The CPU implementation is a basic implementation on the CPU. The Harish and Narayanan algorithm assigns a single thread for each task performed. The Katz and Kider algorithm overcomes the bandwidth limitations faced by Harish and Narayanan with blocking. The blocking size used is 32. The Optimized and Blocked algorithm is a version of the Katz and Kider algorithm that applies a number of optimizations to reduce the amount of time spent calculating results. The Staged Load algorithm reduces the latency exposed in the Katz and Kider algorithm by reducing the amount of shared memory used.
The Harish and Narayanan implementation is limited by the bandwidth of the global memory bus. Since each task requires 16 bytes of total traffic over the bus, the bandwidth achieved by this algorithm is 42 GB/sec, somewhat short of the 77 GB/sec bandwidth measured on our device for device-to-device memcpy.
The Katz and Kider implementation is limited by the time spent on calculations. It can perform 14.9 * 10 9 tasks per second. Based on the advertised speed of 933 GFLOP/sec for a NVIDIA Tesla C1060, this is equivalent to using 62.7 FLOPs for each task. Since each basic task consists of a single add, a minimum, and the accessory operations of locating and loading at least one dependency in shared memory and assigning the result of the calculation to a register, we could reasonably hope to get the actual total processing to under 10 FLOPs per task.
Our staged load implementation performs approximately 73.6 * 10 9 tasks per second.
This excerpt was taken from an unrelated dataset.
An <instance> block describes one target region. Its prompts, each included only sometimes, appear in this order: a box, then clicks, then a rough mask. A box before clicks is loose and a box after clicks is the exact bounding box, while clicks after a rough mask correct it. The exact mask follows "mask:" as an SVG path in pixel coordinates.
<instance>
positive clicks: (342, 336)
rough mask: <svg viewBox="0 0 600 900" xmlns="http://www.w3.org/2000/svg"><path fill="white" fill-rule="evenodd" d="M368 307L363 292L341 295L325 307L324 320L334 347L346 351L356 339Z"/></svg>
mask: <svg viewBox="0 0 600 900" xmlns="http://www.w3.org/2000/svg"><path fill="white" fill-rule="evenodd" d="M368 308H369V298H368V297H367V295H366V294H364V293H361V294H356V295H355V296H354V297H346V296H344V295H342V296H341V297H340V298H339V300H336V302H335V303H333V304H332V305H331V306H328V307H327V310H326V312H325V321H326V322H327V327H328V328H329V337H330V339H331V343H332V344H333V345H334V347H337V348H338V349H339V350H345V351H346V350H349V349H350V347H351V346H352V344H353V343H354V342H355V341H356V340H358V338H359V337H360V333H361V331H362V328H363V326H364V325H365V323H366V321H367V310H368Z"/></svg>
If it is limited by bandwidth, it achieves 46 GB/sec, which is less than the 70 GB/sec or so we could reasonably hope for. If it is limited by the processing speed, it is using the equivalent of 12.7 FLOPs per task. Since small changes to the code executed on the multiprocessor affect performance, we believe that it is still limited by the processing speed. In either case, it is possible that further optimizations could improve the performance of this blocked algorithm by a factor of 1.5 or less.
ACKNOWLEDGMENTS
We would like to thank George Purdy for suggesting the topic and Fred Annexstein for his insight and advice.